Benton, with the eye of a connoisseur of horseflesh, quickly ran them over. “Pretty mixed bunch,” he mumbled, ungraciously.
“Well, yu’ ain’t buyin’ ’em, Sargint,” answered Gallagher, somewhat nettled at the other’s remark, and a silence ensued which was finally broken by Ellis “shooing” at a big Clyde-built mare, heavy in foal, that was hiding another horse from his view.

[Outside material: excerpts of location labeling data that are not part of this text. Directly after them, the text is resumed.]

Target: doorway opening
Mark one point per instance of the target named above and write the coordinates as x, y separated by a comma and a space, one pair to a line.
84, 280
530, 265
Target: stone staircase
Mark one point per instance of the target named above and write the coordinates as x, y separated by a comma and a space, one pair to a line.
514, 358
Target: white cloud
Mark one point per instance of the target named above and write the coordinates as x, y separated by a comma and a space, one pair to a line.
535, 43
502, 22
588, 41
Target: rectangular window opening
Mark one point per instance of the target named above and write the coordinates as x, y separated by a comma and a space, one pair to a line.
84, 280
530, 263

The startled animal slowly waddled away, disclosing the aforementioned buckskin, which bad somehow escaped the Sergeant’s notice.
He quickly appraised its points. “Eyah,” he muttered; “now that’s some horse!”
And indeed his approval was justified for it was about as likely a looking specimen of the saddle-remount as one could wish to see, with the short, strong back, long, springy fetlocks, and powerful quarters that denoted speed and endurance no less than an easy gait.
“That sorrel ain’t a bad looker, either,” he pursued. “Are they saddle-broke, them two?”
“Yep,” said Gallagher shortly. “Yu’ kin take yore pick, Sargint, of anythin’ that’s in here.”
Benton, shading his eyes from the sun, scrutinized the two horses a little longer and then, leisurely dropping to the ground, slid into the saddle of Gallagher’s waiting horse.
“Guess I’ll have to borrow yore saddle and bridle a space, old-timer, if yu’ don’t mind,” he remarked. “Lord, but yu’ must be split to the chin. I’ll have to take these stirrups up a hole or two.”
Quickly unlacing the rawhide thongs, he adjusted them to his liking and, tying the horse’s halter-shank to the corral, unshipped the heavy stock-saddle and bridle, depositing them on the ground beside the fence.
The rancher’s high-heeled Kansas boots, with their huge-rowelled Mexican spurs, next attracted his attention and he stood for a moment silently eyeing them and his own broad-welted, flat-heeled footwear.